Zarate is a notoriously difficult personality. His career-to-date suggests that he’s a highly-combustible character and that he is difficult to manage. But not good enough? This is a player who can play as a centre-forward or in a range of attacking-midfield positions and who undeniably provides this squad with something unique. His stature may not be ideal for English football, but his technical ability should make him an asset to West Ham - whether from the start of games or from the substitutes’ bench.
Stewart Downing has been a revelation in a more central role this year, but he can’t be expected to sustain his level of performance across a thirty-eight game season. Superficially, not only was Zarate an alternative to Downing, but he was also different to any other attacking player at the club - and, as such, surely he had a value?
If Downing tweaks a hamstring at some point, then what is the contingency plan?
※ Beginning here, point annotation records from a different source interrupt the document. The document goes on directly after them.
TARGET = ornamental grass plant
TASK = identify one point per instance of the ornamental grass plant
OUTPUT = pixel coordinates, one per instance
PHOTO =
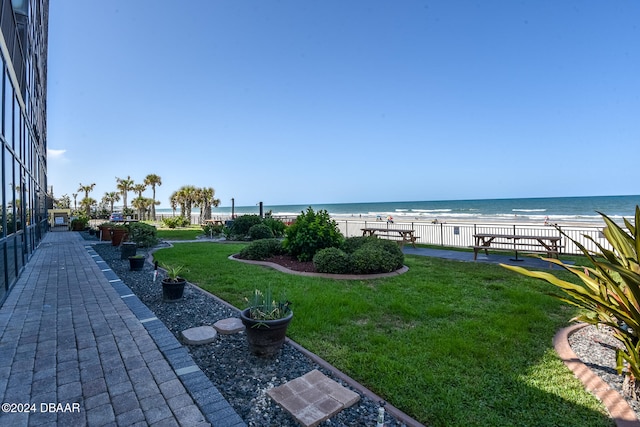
(610, 291)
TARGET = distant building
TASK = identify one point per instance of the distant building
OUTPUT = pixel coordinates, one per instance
(23, 52)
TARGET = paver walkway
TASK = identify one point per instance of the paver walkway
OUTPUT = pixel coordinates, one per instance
(78, 348)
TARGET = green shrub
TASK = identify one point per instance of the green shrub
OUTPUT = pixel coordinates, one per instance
(392, 250)
(176, 221)
(277, 227)
(242, 224)
(311, 232)
(371, 259)
(212, 229)
(144, 235)
(332, 260)
(351, 244)
(262, 249)
(260, 231)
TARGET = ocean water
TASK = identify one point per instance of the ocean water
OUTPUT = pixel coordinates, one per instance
(553, 209)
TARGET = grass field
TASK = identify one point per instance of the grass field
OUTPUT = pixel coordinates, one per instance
(449, 343)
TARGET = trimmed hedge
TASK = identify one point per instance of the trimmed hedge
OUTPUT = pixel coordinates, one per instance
(361, 255)
(260, 250)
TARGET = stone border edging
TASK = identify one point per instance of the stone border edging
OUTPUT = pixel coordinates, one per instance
(282, 269)
(618, 408)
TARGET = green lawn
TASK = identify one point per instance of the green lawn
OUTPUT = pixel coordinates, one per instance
(183, 233)
(449, 343)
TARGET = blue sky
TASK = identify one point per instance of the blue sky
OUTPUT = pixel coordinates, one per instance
(296, 102)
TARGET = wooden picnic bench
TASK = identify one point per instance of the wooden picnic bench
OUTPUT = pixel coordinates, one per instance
(512, 242)
(402, 236)
(213, 222)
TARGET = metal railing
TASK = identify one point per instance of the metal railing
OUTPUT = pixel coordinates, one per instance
(461, 235)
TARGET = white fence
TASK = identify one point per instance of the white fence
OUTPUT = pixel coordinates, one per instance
(461, 235)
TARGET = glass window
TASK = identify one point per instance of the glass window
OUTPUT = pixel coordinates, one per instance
(3, 283)
(8, 191)
(8, 110)
(17, 135)
(11, 260)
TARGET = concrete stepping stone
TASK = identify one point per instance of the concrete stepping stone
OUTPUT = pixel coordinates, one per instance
(313, 398)
(229, 326)
(199, 335)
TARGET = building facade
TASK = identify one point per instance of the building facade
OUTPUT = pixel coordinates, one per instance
(23, 60)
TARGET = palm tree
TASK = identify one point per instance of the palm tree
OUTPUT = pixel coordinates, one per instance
(87, 189)
(124, 185)
(87, 202)
(142, 204)
(111, 198)
(139, 188)
(153, 180)
(185, 197)
(205, 201)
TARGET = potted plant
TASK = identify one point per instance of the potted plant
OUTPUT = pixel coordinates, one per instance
(266, 321)
(104, 231)
(136, 262)
(79, 224)
(172, 284)
(118, 234)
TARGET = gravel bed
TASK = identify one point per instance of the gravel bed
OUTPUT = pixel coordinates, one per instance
(596, 347)
(243, 379)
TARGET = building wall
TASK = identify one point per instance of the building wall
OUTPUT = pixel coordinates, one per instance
(23, 63)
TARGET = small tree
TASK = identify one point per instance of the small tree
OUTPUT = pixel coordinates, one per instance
(610, 291)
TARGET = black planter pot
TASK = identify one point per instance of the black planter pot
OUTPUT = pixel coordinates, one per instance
(136, 263)
(265, 337)
(128, 250)
(172, 290)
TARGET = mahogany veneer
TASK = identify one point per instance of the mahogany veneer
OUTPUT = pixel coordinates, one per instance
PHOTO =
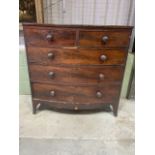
(76, 67)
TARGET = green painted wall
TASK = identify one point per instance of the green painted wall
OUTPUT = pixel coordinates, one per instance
(24, 85)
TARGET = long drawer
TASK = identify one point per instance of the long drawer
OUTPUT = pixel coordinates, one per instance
(56, 56)
(76, 75)
(76, 94)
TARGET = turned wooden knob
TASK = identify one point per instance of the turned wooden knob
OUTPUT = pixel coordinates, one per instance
(105, 39)
(51, 74)
(101, 76)
(103, 57)
(50, 55)
(76, 108)
(52, 93)
(49, 36)
(98, 94)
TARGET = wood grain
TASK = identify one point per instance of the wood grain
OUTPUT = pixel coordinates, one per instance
(76, 94)
(76, 75)
(76, 57)
(94, 38)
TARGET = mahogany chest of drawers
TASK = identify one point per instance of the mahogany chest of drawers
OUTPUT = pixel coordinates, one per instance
(76, 67)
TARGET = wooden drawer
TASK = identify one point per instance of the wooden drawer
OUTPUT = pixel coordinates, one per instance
(50, 37)
(76, 94)
(104, 38)
(77, 57)
(76, 75)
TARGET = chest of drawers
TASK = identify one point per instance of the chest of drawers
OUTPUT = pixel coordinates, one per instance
(76, 67)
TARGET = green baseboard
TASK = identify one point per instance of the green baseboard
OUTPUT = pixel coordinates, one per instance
(24, 85)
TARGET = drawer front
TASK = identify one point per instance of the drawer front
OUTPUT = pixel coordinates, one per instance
(50, 56)
(76, 75)
(104, 38)
(50, 37)
(76, 94)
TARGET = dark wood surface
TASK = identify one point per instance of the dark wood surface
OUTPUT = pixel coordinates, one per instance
(80, 79)
(37, 37)
(94, 38)
(76, 56)
(76, 75)
(76, 94)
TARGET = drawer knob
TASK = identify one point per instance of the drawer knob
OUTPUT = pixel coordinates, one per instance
(52, 93)
(51, 74)
(98, 94)
(76, 108)
(105, 39)
(50, 55)
(49, 37)
(101, 76)
(103, 57)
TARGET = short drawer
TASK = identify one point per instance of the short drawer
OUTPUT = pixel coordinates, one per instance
(104, 38)
(76, 94)
(76, 75)
(50, 56)
(50, 37)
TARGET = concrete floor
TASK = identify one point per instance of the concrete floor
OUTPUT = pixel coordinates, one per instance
(54, 133)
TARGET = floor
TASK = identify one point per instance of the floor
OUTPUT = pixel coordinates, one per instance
(98, 133)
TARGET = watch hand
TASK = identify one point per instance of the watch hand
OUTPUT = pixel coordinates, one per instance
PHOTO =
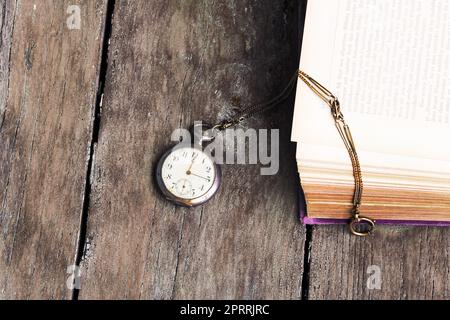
(192, 163)
(196, 175)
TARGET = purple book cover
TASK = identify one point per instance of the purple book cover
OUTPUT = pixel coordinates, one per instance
(319, 221)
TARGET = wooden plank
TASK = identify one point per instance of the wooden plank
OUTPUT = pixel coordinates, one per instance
(413, 263)
(170, 63)
(48, 90)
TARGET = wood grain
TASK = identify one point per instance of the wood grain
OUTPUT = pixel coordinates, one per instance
(47, 93)
(170, 63)
(414, 263)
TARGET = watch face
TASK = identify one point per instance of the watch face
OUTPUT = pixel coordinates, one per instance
(188, 176)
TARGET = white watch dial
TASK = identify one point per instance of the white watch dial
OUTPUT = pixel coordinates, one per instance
(188, 173)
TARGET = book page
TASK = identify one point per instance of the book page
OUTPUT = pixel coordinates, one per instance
(388, 61)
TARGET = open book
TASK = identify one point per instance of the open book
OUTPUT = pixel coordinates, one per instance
(388, 62)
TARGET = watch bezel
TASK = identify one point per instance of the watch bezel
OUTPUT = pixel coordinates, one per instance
(187, 202)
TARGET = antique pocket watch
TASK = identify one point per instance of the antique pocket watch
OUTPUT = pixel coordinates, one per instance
(188, 176)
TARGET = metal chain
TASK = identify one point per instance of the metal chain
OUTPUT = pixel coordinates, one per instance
(346, 135)
(357, 221)
(251, 110)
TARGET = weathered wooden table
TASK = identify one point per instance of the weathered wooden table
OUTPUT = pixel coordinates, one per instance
(90, 91)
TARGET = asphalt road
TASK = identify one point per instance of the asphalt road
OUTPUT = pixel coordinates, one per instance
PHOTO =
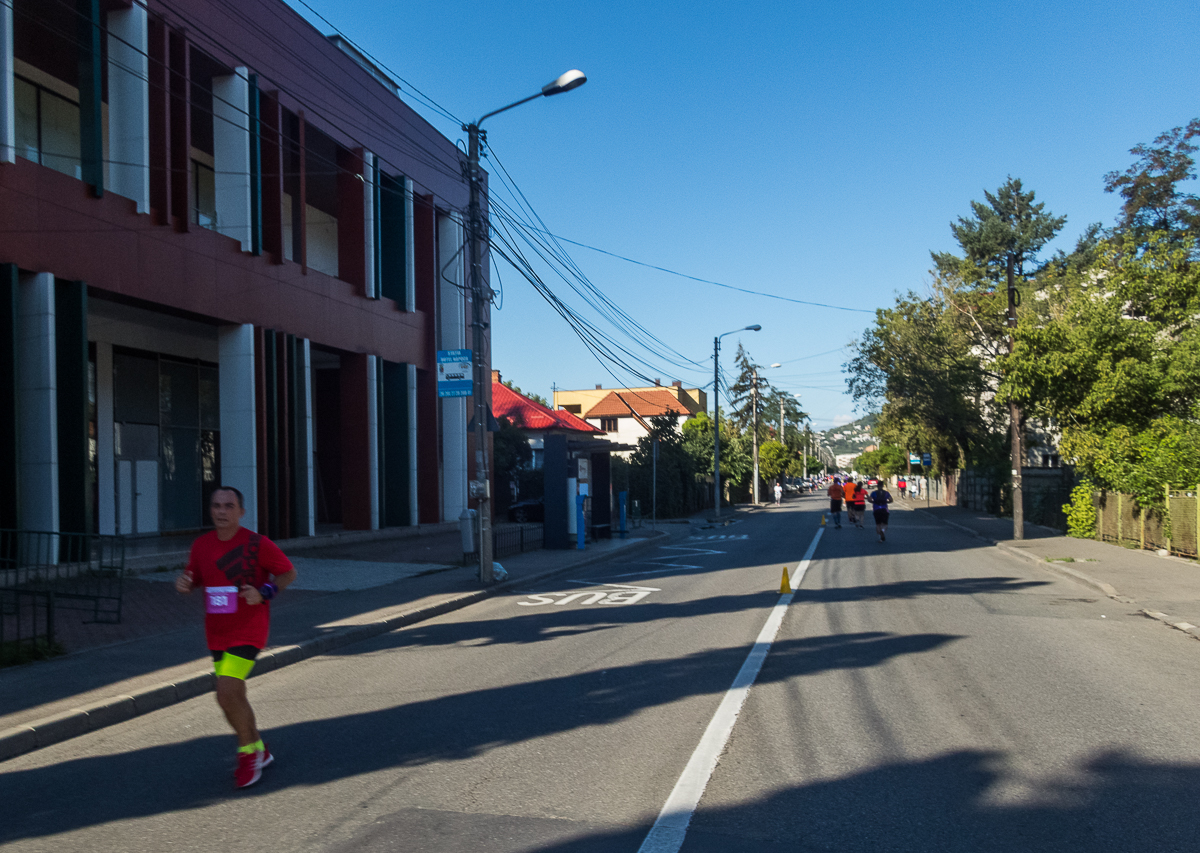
(924, 694)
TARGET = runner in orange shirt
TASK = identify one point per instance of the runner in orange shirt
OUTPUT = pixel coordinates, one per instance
(835, 496)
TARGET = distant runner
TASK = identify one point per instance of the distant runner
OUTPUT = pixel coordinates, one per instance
(835, 496)
(856, 503)
(240, 571)
(880, 500)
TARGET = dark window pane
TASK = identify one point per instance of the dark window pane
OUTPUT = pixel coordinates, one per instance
(135, 389)
(179, 494)
(210, 400)
(179, 395)
(136, 440)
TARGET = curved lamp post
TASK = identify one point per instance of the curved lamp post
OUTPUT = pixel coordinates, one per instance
(717, 415)
(479, 486)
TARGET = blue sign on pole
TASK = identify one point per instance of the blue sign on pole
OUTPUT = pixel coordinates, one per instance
(454, 373)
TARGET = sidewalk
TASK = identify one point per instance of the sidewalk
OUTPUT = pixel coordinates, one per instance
(1167, 588)
(343, 593)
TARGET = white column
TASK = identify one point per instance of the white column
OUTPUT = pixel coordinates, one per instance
(453, 335)
(409, 256)
(106, 461)
(373, 436)
(7, 102)
(129, 104)
(411, 382)
(370, 176)
(309, 468)
(231, 154)
(37, 403)
(239, 446)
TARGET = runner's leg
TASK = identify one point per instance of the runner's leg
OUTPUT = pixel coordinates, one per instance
(233, 701)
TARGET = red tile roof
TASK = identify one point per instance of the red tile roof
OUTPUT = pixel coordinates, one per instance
(643, 403)
(529, 414)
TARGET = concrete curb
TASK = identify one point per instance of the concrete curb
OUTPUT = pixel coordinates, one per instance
(66, 725)
(1186, 626)
(1073, 574)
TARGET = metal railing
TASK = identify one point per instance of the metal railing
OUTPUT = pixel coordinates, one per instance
(1119, 518)
(79, 571)
(516, 539)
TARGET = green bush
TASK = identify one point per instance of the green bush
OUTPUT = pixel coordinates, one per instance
(1081, 511)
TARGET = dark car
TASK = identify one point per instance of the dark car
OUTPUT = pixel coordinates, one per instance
(532, 509)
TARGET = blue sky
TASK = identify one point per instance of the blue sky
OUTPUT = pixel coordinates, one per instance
(815, 150)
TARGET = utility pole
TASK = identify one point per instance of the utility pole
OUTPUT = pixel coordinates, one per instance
(479, 487)
(754, 418)
(481, 298)
(1014, 415)
(717, 426)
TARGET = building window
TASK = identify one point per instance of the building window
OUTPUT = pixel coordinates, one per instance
(204, 188)
(47, 127)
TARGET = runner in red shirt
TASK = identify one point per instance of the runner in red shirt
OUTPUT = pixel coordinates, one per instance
(240, 572)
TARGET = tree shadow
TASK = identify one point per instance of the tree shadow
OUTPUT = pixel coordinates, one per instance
(1113, 802)
(103, 790)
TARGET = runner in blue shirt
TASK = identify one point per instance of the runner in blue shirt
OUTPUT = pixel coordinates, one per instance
(880, 500)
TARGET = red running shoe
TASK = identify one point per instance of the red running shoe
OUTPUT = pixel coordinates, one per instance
(250, 769)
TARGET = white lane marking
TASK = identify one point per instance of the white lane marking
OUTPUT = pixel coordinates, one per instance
(619, 594)
(671, 828)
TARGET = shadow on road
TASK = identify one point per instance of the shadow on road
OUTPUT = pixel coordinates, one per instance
(1113, 803)
(193, 774)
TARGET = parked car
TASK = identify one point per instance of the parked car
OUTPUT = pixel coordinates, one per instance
(531, 509)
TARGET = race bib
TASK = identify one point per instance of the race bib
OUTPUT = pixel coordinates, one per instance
(222, 599)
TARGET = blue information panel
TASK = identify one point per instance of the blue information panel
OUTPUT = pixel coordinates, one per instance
(454, 373)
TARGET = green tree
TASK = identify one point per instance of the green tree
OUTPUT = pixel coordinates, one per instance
(997, 241)
(534, 397)
(1113, 355)
(929, 371)
(678, 493)
(886, 461)
(1153, 200)
(750, 395)
(773, 460)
Kevin Nolan?
When this decision was made, Allardyce was theoretically about to lose Cheik Kouyate, Diafra Sakho and Alex Song to the Africa Cup of Nations. As it happens, only Kouyate will be taking part in the tournament, but that only became apparent after Zarate’s departure was sanctioned.
How bizarre; no, he doesn’t provide cover in central midfield, but would have given West Ham essential depth at a time when their squad was likely to be stretched.
There’s something not right here. At a guess, Zarate ‘isn’t good enough’ in the same way that Ravel Morrison wasn’t.
If he helps to drag QPR up the table and if West Ham start to slide down it, expect this topic to return with a vengeance.